It's a question that Cornell University professor Kaushik Basu, one of the world's leading economists, answers in his latest book, "The Republic of Beliefs: A New Approach to Law and Economics." He offers a new methodology for doing law and economics, rooted in game theory, that provides a deeper understanding of why the law works and how to craft more effective laws for a fairer society.

Basu, former chief economist of the World Bank and current president of the International Economic Association, says that a law doesn't change the underlying game of life that society is locked in: "In truth, the most important ingredients of a republic, including its power and might, reside in nothing more than the beliefs and expectations of ordinary people going about their daily lives and quotidian chores. It is in this sense that we are all citizens of the republic of belief."

This idea forms the basis of his new theory of law and economics, which he calls the focal point approach.

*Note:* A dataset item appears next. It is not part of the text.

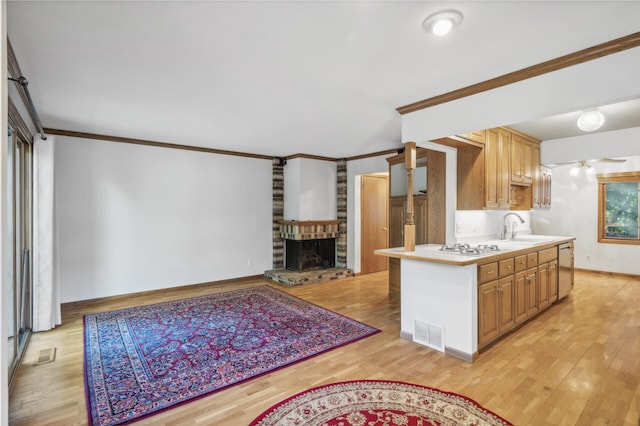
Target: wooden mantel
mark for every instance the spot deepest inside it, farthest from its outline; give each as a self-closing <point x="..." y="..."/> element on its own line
<point x="309" y="229"/>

The law is like a focal point, he says, a little sign post that helps us coordinate our behavior.

He draws on modern game theory to give the approach a concrete shape. For example, in many countries, the person who gives a bribe and the person who takes it are punished equally. Although that may sound like a noble law, the law gives the bribe-taker and the bribe-giver a common interest: the desire to hide the bribe. But if the punishment is asymmetrical - that is, if only the bribe-taker is fined - then the two parties have no reason to collude.

This approach has reduced prostitution in Scandinavia, where the sex buyer is fined and the sex worker is not. And it has reduced an ancient form of suicide in India, where witnesses to "sati" - a practice in which a widow commits suicide soon after her husband's death - are not punished but a widow who attempts it is, because to treat witnessing sati as a crime would ensure no witnesses in court.

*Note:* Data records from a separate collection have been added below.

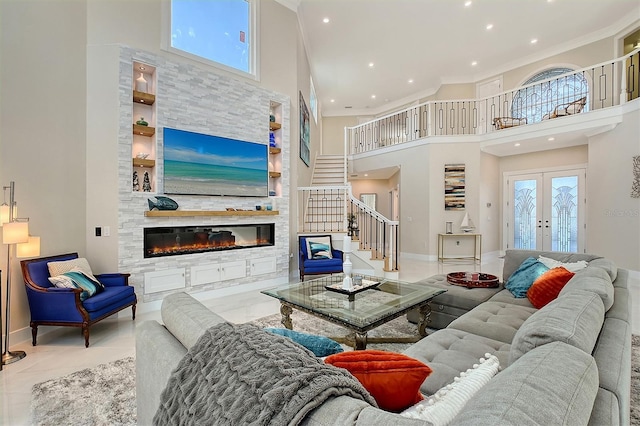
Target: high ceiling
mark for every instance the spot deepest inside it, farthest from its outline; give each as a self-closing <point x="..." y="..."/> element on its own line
<point x="375" y="47"/>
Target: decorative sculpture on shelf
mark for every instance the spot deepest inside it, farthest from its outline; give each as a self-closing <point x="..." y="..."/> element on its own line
<point x="162" y="203"/>
<point x="146" y="183"/>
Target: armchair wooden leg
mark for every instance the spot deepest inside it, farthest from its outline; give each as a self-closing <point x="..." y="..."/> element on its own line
<point x="85" y="333"/>
<point x="34" y="334"/>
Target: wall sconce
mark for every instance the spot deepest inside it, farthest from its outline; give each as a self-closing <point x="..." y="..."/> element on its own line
<point x="15" y="231"/>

"These are small, subtle changes that you can make in the law to treat the enforcer of the law as a human being with human follies," Basu said. "With this recognized, you can change laws to be more effective than a well-meaning law that is built on a false precept of human infallibility."

The book offers an analytical structure, a kind of grammar, with which to analyze laws and understand why they get poorly implemented, Basu said.

"At one level the book is a closure of a certain kind of law and economics," Basu said. "But it also opens a new window for more research and more avenues for taking these ideas farther forward ... for the sake of laws and strategies of implementation that are more effective."